Los violentos desalojos en el Polochic tuvieron lugar desde marzo y han dejado muertos, heridos y crisis alimentaria. A falta de respuestas por el Estado, desde el 20 de junio la Comisión Interamericana de Derechos Humanos dictó medidas cautelares que (sin pronunciarse sobre los derechos sobre la tierra) buscan garantizar la alimentación, el albergue, la vida e integridad de las personas allá en el valle. Si las medidas fijaron un plazo de 15 días para que el Estado informara sobre los avances, ¿dónde está el Estado para cumplirlas, luego de dos meses de silencio? Y en cambio, ¿dónde estaba el Estado para cumplir una orden de desalojo que fue emitida la primera semana de febrero y cumplida en la primera quincena de marzo, en un eficiente plazo de un mes? ¿Así de cumplidor es nuestro sistema de justicia siempre? ¿Así de eficiente es con todos nosotros? ¿A eso llamamos Estado de derecho? ¿A eso llamamos igualdad ante la ley?

En tercer lugar, comparto esa idea de que estamos en “pañales constitucionales”, pero ignoro si por las mismas razones. Para mí, estar en pañales constitucionales significa vivir aún en ese apego obsesivo a la interpretación de las leyes al pie de la letra, ahistóricamente, sin considerar la complejidad social en la que el derecho se sitúa, ni los intereses a los cuales sirve. Estar en pañales constitucionales significa no tener la capacidad de hacer ejercicios de ponderación entre derechos constitucionales de ciudadanos iguales ante la ley, sino permitir que grupos con poder de facto presionen para que el sistema de justicia actúe a su servicio. Conozco las posturas que se decantan por interpretaciones literales de la ley y por eso tomo una distancia crítica de ellas. Han mostrado su ineficacia, están en crisis precisamente por su desapego de la historia, la realidad y la complejidad social y no creo que contribuyan para nada a enfrentar la conflictividad agraria en este país tan lleno de matices. Cada caso es una historia y en su complejidad debería leerse, interpretarse, aclararse y resolverse.

Si se supone que somos iguales ante la ley y vivimos en un Estado de derecho, ¿por qué estos conflictos terminan siempre resueltos a trancazos? ¿Por qué reducir la interpretación constitucional a la protección de la propiedad privada sin considerar otros derechos como la vida y la alimentación? ¿Por qué suponer que el derecho es solo letra muerta, cuando integra un sistema dinámico de normas, principios y argumentos?

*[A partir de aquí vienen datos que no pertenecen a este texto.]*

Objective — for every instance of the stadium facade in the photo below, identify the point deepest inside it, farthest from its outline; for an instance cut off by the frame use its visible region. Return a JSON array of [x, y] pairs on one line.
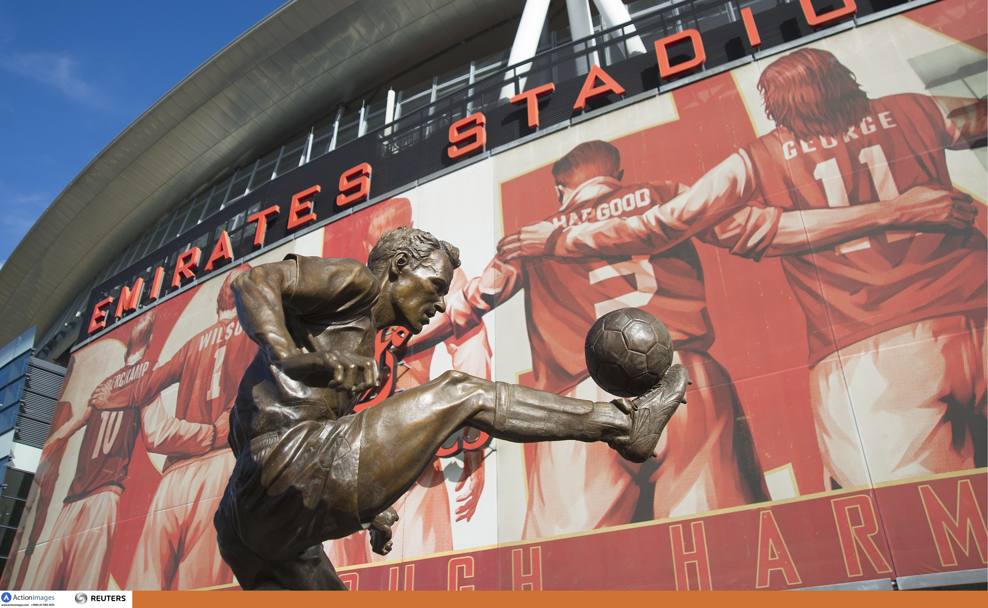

Como el derecho no es solamente un conjunto de normas frías sin pasado, sin sujetos de derechos y sin realidad social, creo que adecuar sus contenidos y su funcionamiento a la realidad (y no al revés) y apoyarse en lecturas de los problemas sociales que incorporen otras disciplinas y otros sujetos podría ser una ruta para intentar aportar a la solución de esta compleja conflictividad que tenemos. Pero las cosas andan mal y el derecho no está dando ninguna respuesta. Por eso digo: el día que en Guatemala funcione el sistema de justicia y podamos hablar de Estado de derecho, no de esto que tenemos ahora.